Memleket gergin.
Sokakta eylemler, günü birlik grevler, Meclis’te
tansiyon yüksek, siyasiler barut fıçısı.
Ankara’da elli bin türlü
senaryo havada uçuşuyor.
Birileri hala kapalı kapılar ardında planlar yapmaya devam ediyor.
Bu kadar deşifre olmalarına rağmen hükümeti devirme çabasındakiler emin olun boş durmuyor.
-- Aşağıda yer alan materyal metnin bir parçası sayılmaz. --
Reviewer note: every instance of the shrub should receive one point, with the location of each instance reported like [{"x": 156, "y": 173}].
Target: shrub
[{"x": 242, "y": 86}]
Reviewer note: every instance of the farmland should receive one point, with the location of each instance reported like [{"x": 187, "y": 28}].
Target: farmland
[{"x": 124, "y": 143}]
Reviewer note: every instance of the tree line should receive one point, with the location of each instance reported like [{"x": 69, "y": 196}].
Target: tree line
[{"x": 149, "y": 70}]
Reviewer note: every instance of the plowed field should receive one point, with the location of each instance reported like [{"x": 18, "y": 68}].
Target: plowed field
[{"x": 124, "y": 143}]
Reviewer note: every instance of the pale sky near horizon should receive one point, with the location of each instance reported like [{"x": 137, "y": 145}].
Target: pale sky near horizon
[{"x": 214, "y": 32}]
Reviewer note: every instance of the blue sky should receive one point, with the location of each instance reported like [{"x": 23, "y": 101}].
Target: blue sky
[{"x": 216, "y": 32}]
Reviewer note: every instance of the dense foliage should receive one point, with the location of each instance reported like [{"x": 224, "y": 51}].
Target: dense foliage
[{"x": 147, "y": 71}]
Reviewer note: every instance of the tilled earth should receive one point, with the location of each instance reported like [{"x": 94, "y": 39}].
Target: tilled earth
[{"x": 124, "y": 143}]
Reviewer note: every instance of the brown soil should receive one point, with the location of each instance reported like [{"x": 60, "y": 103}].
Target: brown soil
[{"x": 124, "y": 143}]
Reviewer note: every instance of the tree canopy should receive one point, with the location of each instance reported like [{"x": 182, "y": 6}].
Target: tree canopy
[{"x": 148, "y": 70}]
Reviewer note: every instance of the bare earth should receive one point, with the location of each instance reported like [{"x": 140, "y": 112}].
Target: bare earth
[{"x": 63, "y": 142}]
Şu memleketin geçmişini berbat ettikleri yetmeyenler yeni nesillerle uğraşmayı sürdürüyor.
Bırakın artık bu
ülkenin geleceğini.
Bırakın artık okuyup ülkesine faydalı olmaya çalışan gençlerin peşini.
Nedir bu düşmanlık ?
Hala bu ülkenin evlatlarını üniversiteye sokmamak için mücadele veriyorsunuz.
Hala milletin çocuklarının önünü kesmeye çalışıyorsunuz.
Anneleri, babaları bu ülke için çalışan, bu ülkeye
vergi veren insanların çocuklarını hala üniversite kapısında ‘sen gel sen gelme’ diye ayırıyorsunuz.
Nedir derdiniz ?
Bu ülkenin çocuklarının bir kısmını sırf meslek lisesine gidiyorlar diye diğerlerinden ayıran zihniyet ülkenin geleceğinin peşini bırakmıyor.
Aslında herkes neyi içinize sindiremediğinizi çok iyi biliyor.
Ama çok ayıp ediyorsunuz.
İstanbul Barosu YÖK’ün
katsayı düzenlemesine yeniden
itiraz etti.
Daha önce herkese eşit katsayıyı iptal ettiren Baro’nun, 29 Aralık’ta sessiz sedasız Danıştay’a yeni düzenlemeyi de iptal dilekçesi verdiği ortaya çıktı.
Karar önümüzdeki günlerde açıklanır.
0.13 ve 0.15 katsayı uygulamasını bile çok görenler şimdi illa daha gençlerin canını
yakmak için çaba sarf ediyor.
Gençlerin üzerine karabasan gibi çöken bu koca koca adamlar çocuklarla uğraşmaktan bir türlü vazgeçmiyor.
Gerekçe ise YÖK'ün kararının, "uygulanması halinde telafisi güç veya imkansız zararlar doğuracağı" iddiası.
Allah aşkına bu ülkeye telafisi güç zararları kim doğuruyor kendinize bir bakmayı deneseniz nasıl olur ?
Milyonlarca öğrenciyi umursamadan sırf bir inat uğruna direttiğiniz katsayıyı önce kafalardan kaldırmayı deneseniz.
Ve işe kendinizden başlasanız.
Bu işin bir tarafı.
Gelelim diğerine.
Artık Türkiye’de bazı sorunları çözmek için a’dan z’ye kadar planlara gerek bırakılmadan bir şeyler yapılmasının zamanı gelmedi mi ?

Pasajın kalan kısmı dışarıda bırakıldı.